The survey of over 1000 Britons commissioned by Abbey indicates that despite a new government initiative which aims to encourage mortgage holders to take out long term fixed mortgages as a solution to increasing mortgage rates and extortionate house prices is proving unpopular.

Currently short term offers and rising interest rates encourage lenders to change their mortgage when their current deal expires, meaning borrowers incur fees if they decide to swap mortgages or settle early.

Reasons given for not wanting to take out such a lengthy mortgage include the uncertainty about what the future holds (27%) while 18 per cent thought that they’d miss out on better deals if interest rates fell. Also, it seems that many people intend to pay off their mortgages within a 25 year period so a long-term fix would not be suitable for them.

“It is clear that the public don’t have much of an appetite for 25-year mortgages,” explains Sue Hayes, Director of Abbey Mortgages. “This is borne out by Abbey’s own experience - we have launched 25-year mortgage products in the past - all of which had limited demand. We continue to see increasingly strong demand for our five and 10 year fixed deals, indicating that 25 years is just a step too far.”

Further insights showed that an overwhelming 86 per cent of those who would consider a fixed rate mortgage felt that it gave a certain amount of security regarding the up front costs. 48 per cent thought a 25 year fix would be attractive because they believed interest rates would keep rising.

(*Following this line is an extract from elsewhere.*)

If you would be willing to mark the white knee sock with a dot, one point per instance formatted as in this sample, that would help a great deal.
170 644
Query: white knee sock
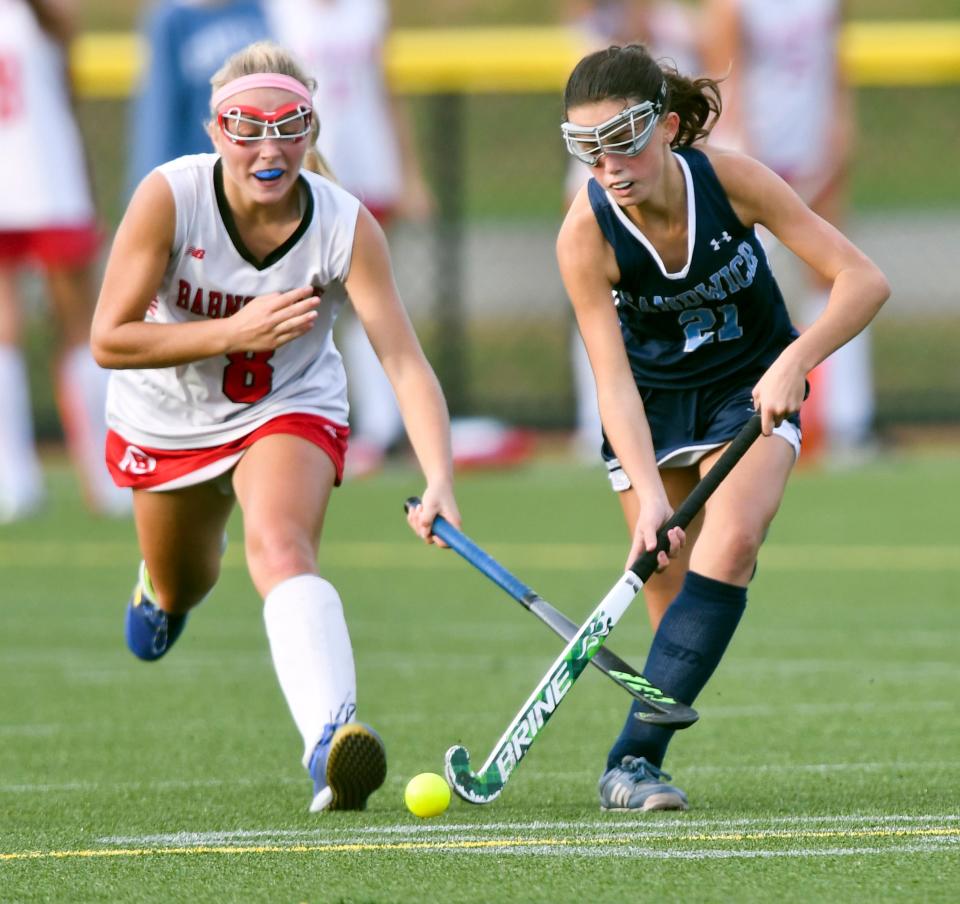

Over a third (37%) claimed it would save the hassle of remortgaging, while 26 per cent would consider it to avoid paying switching fees.

“Given the great cultural and economic changes we’ve seen in the past 25 years, this is not surprising,” continues Sue Hayes. “Few people are prepared to commit themselves to a deal for a quarter of a century.”

Nationwide also launched a 25-year fixed rate mortgage earlier this year only to withdraw it five weeks later due to lack of interest from borrowers.